You don't have to do (t27 * lambda) multiple times. If you do the loop above with temp1[], you can substitude this in. Partial caching is useful.

There are plenty of other similar things you can do, but you WILL have to rewrite your code to gain speed. There's plenty of performance to be gained there, but you will have to get your hands dirty. Optimize your algorithm. The compiler is a helpful tool, not a magic bulled to make good code out of bad code - and I'm afraid you are dealing with some extremely bad code here. You cannot optimize your implementation until you have optimized your underlying algorithm.

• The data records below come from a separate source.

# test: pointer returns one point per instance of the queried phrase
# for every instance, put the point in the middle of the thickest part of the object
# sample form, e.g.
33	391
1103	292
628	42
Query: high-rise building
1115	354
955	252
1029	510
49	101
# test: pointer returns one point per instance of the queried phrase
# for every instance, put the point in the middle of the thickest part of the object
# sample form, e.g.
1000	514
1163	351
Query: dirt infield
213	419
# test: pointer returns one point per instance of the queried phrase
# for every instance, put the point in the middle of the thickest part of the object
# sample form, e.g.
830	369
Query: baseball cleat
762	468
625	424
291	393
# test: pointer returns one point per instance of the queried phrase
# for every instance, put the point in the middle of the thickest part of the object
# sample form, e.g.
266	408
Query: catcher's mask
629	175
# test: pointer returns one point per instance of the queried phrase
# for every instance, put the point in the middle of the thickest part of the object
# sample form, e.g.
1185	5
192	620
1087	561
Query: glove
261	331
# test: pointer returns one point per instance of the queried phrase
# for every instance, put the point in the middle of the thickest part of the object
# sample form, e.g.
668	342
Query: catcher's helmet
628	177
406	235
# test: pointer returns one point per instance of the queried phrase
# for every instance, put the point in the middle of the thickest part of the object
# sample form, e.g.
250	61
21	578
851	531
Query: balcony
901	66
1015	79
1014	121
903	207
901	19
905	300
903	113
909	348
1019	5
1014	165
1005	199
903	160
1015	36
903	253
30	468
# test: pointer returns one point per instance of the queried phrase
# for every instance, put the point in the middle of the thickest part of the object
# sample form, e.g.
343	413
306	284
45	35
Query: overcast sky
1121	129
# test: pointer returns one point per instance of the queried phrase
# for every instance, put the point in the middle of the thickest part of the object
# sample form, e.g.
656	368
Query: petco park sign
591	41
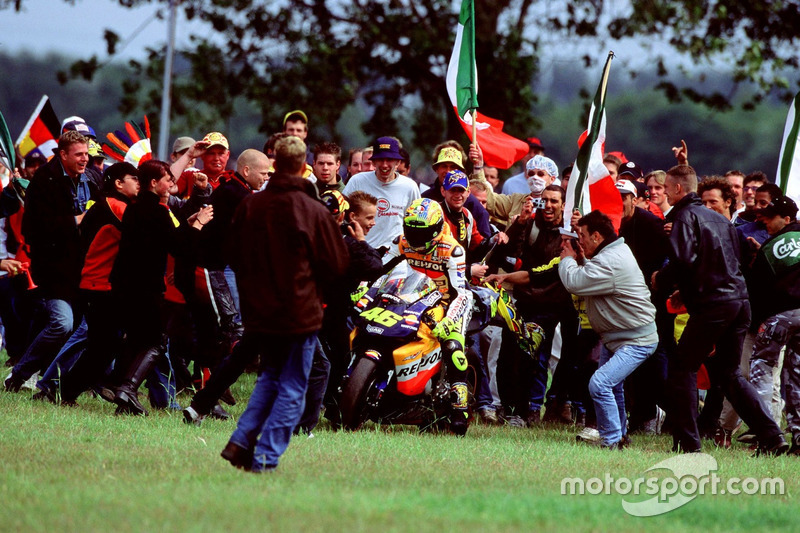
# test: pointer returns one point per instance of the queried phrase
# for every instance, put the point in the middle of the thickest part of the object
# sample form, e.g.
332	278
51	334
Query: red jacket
101	227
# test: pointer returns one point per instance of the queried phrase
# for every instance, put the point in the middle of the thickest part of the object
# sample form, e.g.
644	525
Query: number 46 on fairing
384	317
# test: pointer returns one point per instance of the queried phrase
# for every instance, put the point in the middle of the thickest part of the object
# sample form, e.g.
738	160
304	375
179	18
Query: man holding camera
535	238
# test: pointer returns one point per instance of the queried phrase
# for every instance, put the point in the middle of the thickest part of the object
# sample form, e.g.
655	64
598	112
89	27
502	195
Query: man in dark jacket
252	171
55	203
285	248
776	307
704	266
149	233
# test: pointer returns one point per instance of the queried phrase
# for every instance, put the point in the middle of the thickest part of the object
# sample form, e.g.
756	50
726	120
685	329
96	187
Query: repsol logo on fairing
422	364
425	264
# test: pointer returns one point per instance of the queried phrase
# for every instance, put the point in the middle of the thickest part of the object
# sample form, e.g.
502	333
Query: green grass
83	469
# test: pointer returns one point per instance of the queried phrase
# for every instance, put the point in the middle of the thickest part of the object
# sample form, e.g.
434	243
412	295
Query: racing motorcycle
396	374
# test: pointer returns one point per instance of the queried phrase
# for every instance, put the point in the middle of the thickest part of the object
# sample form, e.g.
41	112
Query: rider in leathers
428	247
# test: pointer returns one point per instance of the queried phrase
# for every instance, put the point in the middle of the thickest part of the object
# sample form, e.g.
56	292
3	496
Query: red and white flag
591	186
499	149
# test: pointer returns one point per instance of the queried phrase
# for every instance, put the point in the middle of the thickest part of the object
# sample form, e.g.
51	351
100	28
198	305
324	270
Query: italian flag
7	152
499	149
788	175
591	186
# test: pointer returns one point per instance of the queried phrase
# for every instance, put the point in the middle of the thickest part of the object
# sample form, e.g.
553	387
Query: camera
538	203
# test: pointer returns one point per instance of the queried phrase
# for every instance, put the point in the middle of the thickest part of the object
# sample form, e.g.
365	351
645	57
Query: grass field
83	469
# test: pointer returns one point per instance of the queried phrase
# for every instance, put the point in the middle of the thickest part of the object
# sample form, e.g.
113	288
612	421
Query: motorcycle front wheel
354	408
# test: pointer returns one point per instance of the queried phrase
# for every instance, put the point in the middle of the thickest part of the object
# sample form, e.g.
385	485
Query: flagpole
32	119
475	127
166	92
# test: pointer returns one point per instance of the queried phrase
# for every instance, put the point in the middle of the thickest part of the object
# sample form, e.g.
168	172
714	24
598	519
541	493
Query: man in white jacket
603	270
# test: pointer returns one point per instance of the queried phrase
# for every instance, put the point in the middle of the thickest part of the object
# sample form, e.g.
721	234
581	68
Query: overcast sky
77	30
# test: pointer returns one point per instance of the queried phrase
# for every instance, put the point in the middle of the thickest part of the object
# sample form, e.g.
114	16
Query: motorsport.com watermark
692	475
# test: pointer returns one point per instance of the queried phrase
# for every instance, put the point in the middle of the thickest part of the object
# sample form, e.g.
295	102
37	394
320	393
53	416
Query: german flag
42	131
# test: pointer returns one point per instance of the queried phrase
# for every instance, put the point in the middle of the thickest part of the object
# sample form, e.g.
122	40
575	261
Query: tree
324	56
756	39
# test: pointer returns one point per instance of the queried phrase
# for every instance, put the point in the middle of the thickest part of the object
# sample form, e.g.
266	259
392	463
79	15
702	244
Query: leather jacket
703	256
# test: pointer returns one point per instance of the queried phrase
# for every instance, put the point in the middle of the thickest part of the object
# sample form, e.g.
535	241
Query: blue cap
455	178
386	148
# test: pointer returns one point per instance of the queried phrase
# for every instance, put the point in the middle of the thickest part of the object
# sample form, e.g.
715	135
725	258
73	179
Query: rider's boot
459	416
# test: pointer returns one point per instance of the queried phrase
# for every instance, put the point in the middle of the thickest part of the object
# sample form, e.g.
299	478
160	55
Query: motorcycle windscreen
417	362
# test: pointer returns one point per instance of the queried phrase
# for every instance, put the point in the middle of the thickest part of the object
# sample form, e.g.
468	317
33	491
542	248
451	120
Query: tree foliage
756	40
324	56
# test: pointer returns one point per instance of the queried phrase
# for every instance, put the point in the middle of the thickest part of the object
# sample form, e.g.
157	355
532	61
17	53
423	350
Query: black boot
126	398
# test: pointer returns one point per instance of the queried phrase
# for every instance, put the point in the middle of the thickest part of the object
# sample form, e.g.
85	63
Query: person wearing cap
367	164
215	160
296	123
55	202
33	161
285	231
449	156
717	194
736	179
535	238
645	236
603	271
93	173
327	160
455	191
228	358
704	266
393	191
97	158
149	233
180	147
630	171
518	183
541	172
776	307
73	372
751	183
354	162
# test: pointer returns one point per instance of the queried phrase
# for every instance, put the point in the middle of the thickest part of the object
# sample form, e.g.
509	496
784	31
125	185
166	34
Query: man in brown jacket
285	248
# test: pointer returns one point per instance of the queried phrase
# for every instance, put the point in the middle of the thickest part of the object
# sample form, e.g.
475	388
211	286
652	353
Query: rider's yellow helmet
423	222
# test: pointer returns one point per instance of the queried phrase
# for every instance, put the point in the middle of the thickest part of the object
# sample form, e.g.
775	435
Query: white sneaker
31	383
590	435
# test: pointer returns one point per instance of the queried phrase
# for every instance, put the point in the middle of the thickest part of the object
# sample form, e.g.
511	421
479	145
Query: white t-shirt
393	200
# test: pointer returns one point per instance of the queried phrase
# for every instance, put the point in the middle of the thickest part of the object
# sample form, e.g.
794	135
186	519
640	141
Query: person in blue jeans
600	267
285	249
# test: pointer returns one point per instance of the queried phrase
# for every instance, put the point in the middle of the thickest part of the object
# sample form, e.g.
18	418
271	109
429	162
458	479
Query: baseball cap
454	179
297	114
80	126
386	148
626	187
35	157
631	169
215	138
95	150
782	206
181	144
534	142
448	154
641	190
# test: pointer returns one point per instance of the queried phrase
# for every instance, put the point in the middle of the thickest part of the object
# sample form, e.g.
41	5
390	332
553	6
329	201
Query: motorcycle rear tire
354	395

Dale_S_Intel · ‎08-21-2007

Agreed. The point here is that the code you've posted is essentially already compiled (by Maple?). It is very difficult for the compiler to go back and rediscover what the original source looked like and do the right thing, so it's not surprising that changing switches doesn't help as the compiler doesn't have much to work with. You can do some tweaking like converting some of the straight line code into loops and such, but I don't know if that would help (e.g. a small 6 iteration loop is unlikely to benefit from vectorization). I would suggest you start over and implement it using C99's complex support. From 'icl -help' it looks like you can specifically enable that with
/Qstd=C99
but make sure it's being compiled as C source code, not as C++, which doesn't have the same Complex support. Judicious googling for "C99 complex support" or similar should tell you how it works.

In general, you shouldn't spend time worrying about common subexpressions, short lived variables and the like as the compiler does a good job of handling stuff like that. When you try to do it yourself is when you get into trouble.

I can't tell from this code whether it is likely to be parallelizable at a higher level (i.e. parallel calls to this function), but if it is, then Openmp would be worthwhile trying.

Dale